Total hospitalization charges: The mean TOTCHG were $186,733.40 (95% CI: $171,255.70 - $202,211.10). Significant factors influencing higher charges included hospital teaching status (Coefficient: $71,457, p < 0.001), large hospital bed size (Coefficient: $60,006, p < 0.001), Hispanic race (Coefficient: $49,138, 95%, p = 0.001), and Asian/Pacific Islander race (Coefficient: $54,696, p = 0.001). Conversely, older age was associated with lower charges (Coefficient: -$2,421, p < 0.001). Additionally, the Charlson Comorbidity Index (Coefficient: $3,845, 95%, p = 0.014) and hospitals in the Midwest (Coefficient: -$60,752, p < 0.001) and South (Coefficient: -$43,288, 95%, p = 0.019) were significant. Factors such as sex and income quartiles were not significant predictors of outcomes.

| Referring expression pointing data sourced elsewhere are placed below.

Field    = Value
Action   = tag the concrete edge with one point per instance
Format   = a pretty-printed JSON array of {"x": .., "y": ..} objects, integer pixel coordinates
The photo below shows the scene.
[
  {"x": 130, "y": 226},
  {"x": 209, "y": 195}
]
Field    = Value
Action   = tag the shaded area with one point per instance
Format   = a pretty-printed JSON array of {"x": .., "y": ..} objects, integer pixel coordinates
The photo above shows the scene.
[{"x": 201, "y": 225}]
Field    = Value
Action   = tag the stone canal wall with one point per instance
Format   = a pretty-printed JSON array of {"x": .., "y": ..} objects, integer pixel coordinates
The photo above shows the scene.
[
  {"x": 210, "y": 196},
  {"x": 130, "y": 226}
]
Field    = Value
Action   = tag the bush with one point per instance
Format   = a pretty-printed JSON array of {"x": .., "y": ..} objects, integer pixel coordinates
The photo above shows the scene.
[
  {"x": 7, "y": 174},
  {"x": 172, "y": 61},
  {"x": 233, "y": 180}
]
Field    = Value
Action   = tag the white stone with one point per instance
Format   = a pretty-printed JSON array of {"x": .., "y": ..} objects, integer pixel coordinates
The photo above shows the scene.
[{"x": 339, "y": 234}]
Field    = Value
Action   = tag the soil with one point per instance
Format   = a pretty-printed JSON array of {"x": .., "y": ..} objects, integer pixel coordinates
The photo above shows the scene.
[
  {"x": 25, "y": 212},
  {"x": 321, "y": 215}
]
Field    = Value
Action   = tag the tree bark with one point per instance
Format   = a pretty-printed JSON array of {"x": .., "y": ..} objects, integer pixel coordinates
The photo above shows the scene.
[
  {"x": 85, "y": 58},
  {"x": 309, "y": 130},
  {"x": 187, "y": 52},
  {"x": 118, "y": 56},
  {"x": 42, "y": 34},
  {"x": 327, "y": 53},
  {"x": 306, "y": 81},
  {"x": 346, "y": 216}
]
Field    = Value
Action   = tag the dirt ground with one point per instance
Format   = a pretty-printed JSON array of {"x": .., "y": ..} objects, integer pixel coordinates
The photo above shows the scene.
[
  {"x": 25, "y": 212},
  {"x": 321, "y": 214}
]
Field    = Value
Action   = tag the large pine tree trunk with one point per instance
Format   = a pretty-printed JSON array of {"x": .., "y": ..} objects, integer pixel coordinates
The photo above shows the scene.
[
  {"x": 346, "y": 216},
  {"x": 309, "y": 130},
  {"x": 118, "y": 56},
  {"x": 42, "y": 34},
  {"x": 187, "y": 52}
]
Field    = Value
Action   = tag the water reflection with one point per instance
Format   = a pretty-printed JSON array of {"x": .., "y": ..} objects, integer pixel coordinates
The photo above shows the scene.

Conclusion: This study provides a comprehensive overview of the epidemiology, demographic characteristics, and outcomes of AML patients in the inpatient setting. Significant predictors of mortality, LOS, and TOTCHG were identified, highlighting the importance of patient demographics, comorbidities, and hospital characteristics in influencing AML outcomes. Factors such as race, Charlson Comorbidity Index, and hospital teaching status were significant across multiple outcomes. Conversely, sex and some ZIP income quartiles were not significant predictors of outcomes. These findings can inform healthcare policy and resource allocation to improve AML patient care.
Disclosures: No relevant conflicts of interest to declare.